In 20 years I can count on one hand the number of chocolate Labradors I have seen on the shooting field that I would happily add to my team. The vast majority were disappointing, to say the least. Despite the obvious flaws in those particular dogs, it was important to look a little deeper.

black Labrador gundog

A well-trained dog. But is it because it’s black?

Inadequate trainers

It soon became glaringly clear that the handlers were not people that I recognised as skilled or even good gundog trainers. When I looked at their other dogs — most of which were different breeds and colours — they were equally inadequate.This strongly suggests that perhaps colour wasn’t the only factor. Fortunately, there are now some trainers and dedicated breeders in the UK who are improving the working lines of the chocolates all the time.

I have encountered one example of these dogs in a competitive environment at an all-aged trial two seasons ago. The trial was all walked-up in woodland and some game cover. However, the terrain was notoriously difficult.
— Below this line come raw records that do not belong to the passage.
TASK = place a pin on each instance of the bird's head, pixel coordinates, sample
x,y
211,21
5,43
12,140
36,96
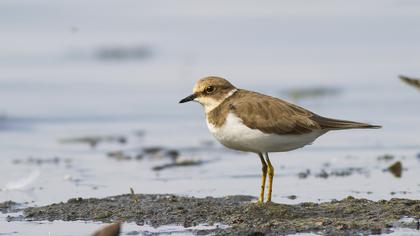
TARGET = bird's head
x,y
210,92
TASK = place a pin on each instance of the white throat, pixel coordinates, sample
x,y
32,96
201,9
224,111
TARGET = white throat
x,y
209,106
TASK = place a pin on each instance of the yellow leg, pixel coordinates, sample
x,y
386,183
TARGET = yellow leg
x,y
270,177
264,176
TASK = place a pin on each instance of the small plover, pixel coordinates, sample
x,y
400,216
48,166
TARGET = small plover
x,y
253,122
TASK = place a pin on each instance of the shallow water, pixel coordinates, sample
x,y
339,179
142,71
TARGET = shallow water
x,y
54,85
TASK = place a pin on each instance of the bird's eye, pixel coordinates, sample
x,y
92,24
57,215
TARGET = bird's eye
x,y
210,89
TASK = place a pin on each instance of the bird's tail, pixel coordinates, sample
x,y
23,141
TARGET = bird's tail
x,y
334,124
411,81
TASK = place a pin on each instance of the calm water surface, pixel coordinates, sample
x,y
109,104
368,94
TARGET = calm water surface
x,y
74,69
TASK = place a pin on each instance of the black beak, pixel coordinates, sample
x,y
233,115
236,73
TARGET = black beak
x,y
188,99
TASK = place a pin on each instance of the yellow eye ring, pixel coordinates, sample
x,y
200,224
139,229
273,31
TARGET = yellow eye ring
x,y
210,89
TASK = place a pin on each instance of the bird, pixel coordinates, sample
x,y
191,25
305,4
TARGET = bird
x,y
411,81
253,122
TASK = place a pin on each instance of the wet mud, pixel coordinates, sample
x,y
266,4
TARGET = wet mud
x,y
241,213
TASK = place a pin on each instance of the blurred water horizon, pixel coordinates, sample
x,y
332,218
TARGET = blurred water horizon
x,y
75,69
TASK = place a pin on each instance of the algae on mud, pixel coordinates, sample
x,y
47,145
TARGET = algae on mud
x,y
347,216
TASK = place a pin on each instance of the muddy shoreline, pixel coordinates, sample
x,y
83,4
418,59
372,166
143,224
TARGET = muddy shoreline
x,y
241,213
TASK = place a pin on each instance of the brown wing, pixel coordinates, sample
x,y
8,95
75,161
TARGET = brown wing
x,y
271,115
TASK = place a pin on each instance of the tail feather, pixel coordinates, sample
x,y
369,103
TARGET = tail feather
x,y
334,124
411,81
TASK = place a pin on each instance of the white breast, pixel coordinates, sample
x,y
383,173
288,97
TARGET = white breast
x,y
235,135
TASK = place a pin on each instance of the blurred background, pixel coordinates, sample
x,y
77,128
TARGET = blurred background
x,y
89,95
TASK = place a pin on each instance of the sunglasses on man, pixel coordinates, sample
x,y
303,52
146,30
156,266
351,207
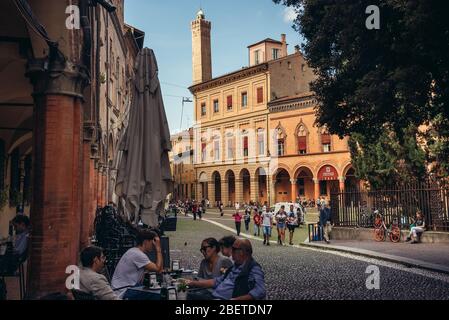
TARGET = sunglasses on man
x,y
203,249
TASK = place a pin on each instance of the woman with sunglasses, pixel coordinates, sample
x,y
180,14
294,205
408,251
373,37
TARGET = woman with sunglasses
x,y
213,264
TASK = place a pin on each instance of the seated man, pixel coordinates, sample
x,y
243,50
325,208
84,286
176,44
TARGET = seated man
x,y
21,225
91,281
244,281
213,265
132,266
226,245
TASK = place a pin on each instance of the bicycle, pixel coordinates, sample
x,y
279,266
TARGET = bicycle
x,y
381,232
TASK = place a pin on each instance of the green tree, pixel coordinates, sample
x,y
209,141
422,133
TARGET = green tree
x,y
372,81
386,161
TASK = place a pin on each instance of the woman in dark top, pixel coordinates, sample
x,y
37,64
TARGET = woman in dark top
x,y
214,264
418,229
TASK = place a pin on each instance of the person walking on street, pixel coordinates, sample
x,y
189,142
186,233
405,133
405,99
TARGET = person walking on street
x,y
325,222
267,223
200,212
238,221
281,219
292,223
220,206
257,221
194,210
247,218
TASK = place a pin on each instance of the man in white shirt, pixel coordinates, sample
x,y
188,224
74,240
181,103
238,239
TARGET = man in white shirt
x,y
91,281
267,224
133,264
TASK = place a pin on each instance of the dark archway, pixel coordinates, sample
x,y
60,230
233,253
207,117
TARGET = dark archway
x,y
230,178
261,175
246,185
216,178
282,186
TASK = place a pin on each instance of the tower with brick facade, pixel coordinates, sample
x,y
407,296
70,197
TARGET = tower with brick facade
x,y
201,49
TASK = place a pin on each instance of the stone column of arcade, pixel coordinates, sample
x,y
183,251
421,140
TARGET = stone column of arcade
x,y
224,192
239,191
316,183
57,146
211,193
254,187
293,191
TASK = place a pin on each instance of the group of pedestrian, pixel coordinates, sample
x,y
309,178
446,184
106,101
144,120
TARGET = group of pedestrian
x,y
263,219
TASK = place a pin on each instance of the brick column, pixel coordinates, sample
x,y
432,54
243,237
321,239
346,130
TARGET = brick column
x,y
270,186
57,184
211,193
293,191
254,186
199,194
88,210
342,183
104,178
224,192
239,191
317,188
98,183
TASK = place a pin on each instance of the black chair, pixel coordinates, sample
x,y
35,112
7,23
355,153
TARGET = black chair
x,y
12,266
81,295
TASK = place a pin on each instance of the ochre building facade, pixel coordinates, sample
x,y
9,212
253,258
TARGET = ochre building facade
x,y
254,134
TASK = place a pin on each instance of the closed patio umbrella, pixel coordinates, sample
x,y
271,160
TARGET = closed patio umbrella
x,y
144,177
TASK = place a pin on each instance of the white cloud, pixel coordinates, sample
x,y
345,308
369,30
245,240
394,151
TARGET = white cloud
x,y
289,15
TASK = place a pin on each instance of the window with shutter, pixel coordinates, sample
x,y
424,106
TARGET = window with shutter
x,y
203,151
245,146
302,145
325,139
229,103
259,95
2,164
244,100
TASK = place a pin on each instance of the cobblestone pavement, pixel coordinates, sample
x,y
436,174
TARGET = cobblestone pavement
x,y
302,273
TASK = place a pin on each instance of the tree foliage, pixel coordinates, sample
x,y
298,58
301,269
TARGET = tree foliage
x,y
372,84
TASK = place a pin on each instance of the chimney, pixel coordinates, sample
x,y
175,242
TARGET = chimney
x,y
284,45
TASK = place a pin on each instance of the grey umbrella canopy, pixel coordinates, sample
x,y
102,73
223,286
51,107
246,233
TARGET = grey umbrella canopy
x,y
144,176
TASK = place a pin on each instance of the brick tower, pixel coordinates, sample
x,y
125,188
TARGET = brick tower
x,y
201,49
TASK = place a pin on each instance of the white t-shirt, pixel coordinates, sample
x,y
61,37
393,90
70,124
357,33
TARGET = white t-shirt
x,y
130,269
267,218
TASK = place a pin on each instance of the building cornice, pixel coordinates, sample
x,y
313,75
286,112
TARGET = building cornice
x,y
229,78
294,103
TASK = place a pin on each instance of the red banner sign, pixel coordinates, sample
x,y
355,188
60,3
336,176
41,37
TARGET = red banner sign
x,y
327,173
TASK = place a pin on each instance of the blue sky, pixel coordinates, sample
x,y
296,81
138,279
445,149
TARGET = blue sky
x,y
235,25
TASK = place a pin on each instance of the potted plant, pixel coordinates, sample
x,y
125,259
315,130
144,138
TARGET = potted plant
x,y
182,290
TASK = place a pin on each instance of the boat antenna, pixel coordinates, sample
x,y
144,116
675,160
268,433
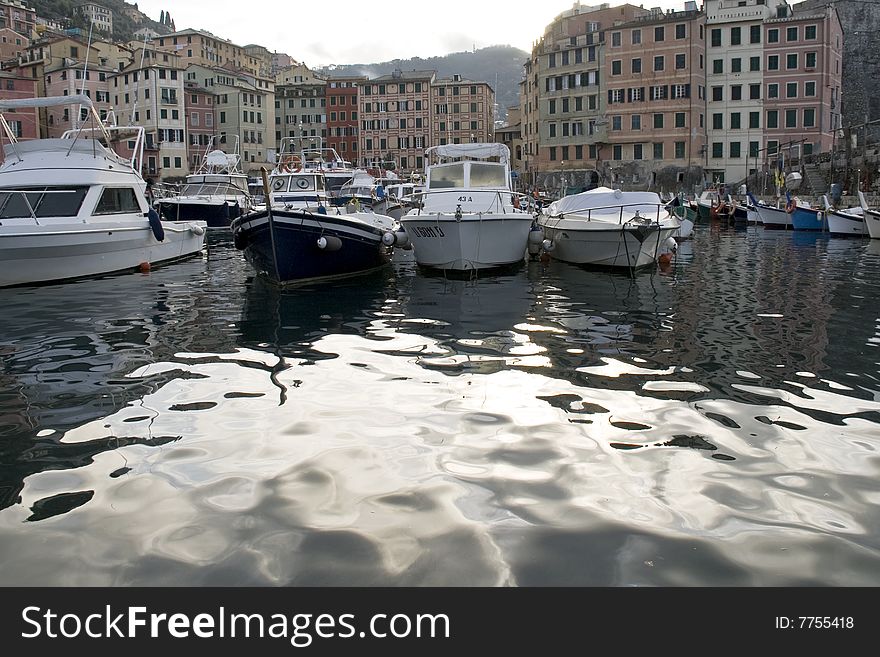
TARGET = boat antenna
x,y
82,89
The ground was thickly covered with briars and bracken, making even the simplest marked retrieve difficult.

To excel on this ground the dogs had to be fearless, dedicated and show hunting skills more commonly found in a spaniel than a Labrador. In not particularly long, no less than three dogs had been put out as they simply would not heel through this cover. Instead they picked their way around and found easier routes, meaning more often than not they weren’t within two feet of the handler.

My black bitch had a nice marked retrieve across the wood, the sort of retrieve you breathe a sigh of relief about in a trial. She marked it and went out on a good line to the area. Once there I could no longer see her because of the briars. She seemed to take a absolute age to pick it, but on her return it was obvious why — she returned with a bird and a mouth full of briars. Even the simple retrieves were getting caught up in deep thick thorns.
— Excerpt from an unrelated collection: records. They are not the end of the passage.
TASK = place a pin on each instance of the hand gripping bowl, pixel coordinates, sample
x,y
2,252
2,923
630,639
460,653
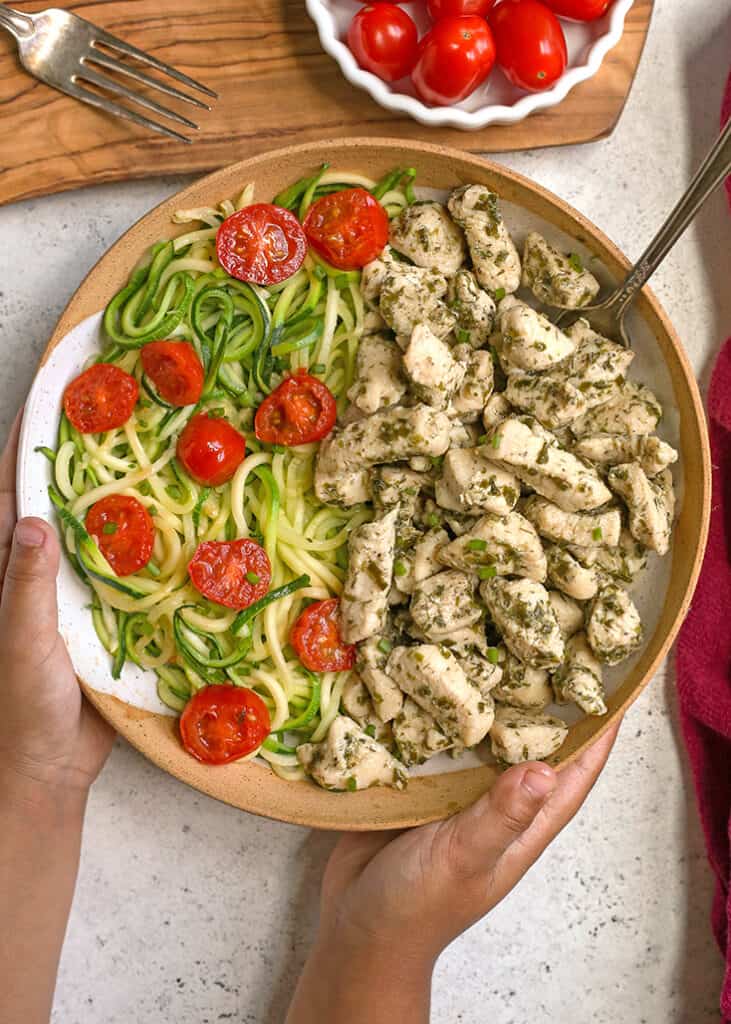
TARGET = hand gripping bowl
x,y
659,360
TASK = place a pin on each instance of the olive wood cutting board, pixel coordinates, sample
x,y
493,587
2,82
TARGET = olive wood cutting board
x,y
275,85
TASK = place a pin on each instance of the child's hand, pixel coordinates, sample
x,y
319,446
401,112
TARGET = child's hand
x,y
49,734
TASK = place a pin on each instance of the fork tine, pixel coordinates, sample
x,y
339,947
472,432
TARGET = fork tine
x,y
74,89
103,82
139,76
119,44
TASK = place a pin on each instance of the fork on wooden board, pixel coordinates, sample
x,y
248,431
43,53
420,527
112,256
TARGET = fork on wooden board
x,y
72,54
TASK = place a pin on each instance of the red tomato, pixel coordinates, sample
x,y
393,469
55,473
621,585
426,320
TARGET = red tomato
x,y
301,410
447,8
175,370
348,228
211,450
315,637
223,723
455,57
384,40
531,47
261,244
123,530
233,573
579,10
100,398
As the dogs reduced in numbers, we got down to the final four dogs. I was called into line with the chocolate Labrador, which I had not been able to watch all day. We set off down the wood and a bird was shot behind the line. Another was then shot in front. I silently hoped that I would be sent for the bird in front, as the one behind had dropped into another absolute bottomless pit of briars.

My little dog had been in and out of them all day, and despite being fearless when it comes to cover — one of my favourite attributes of Nala — 
I wanted her to have a nice easy long retrieve out in more open terrain.
As luck would have it the chocolate Lab was sent for the bird behind. 
I stood in absolute awe of it. The line it took to the bird couldn’t have been drawn straighter with a ruler. To say is smashed through the cover is a vast understatement. The dog was precise, powerful, marked within inches, fearless and handled beautifully.


Watching this dog it became clear 
the claim that chocolate Labradors make poor workers was a myth — 
I was looking at the evidence that disproved it. The final outcome had the chocolate dog placed first, with Nala receiving a well-deserved third place. A worthy winner, and a fine example of a gundog that anyone would be proud to add to their team.

In contrast to the majority seen out when shooting however, this dog has a talented and well known trainer-handler. So perhaps that is the difference. Maybe if more of the better handlers-trainers worked with chocolate Labradors, we would start to see them have more of an impact 
in today’s gundog world. Perhaps that should be my next challenge.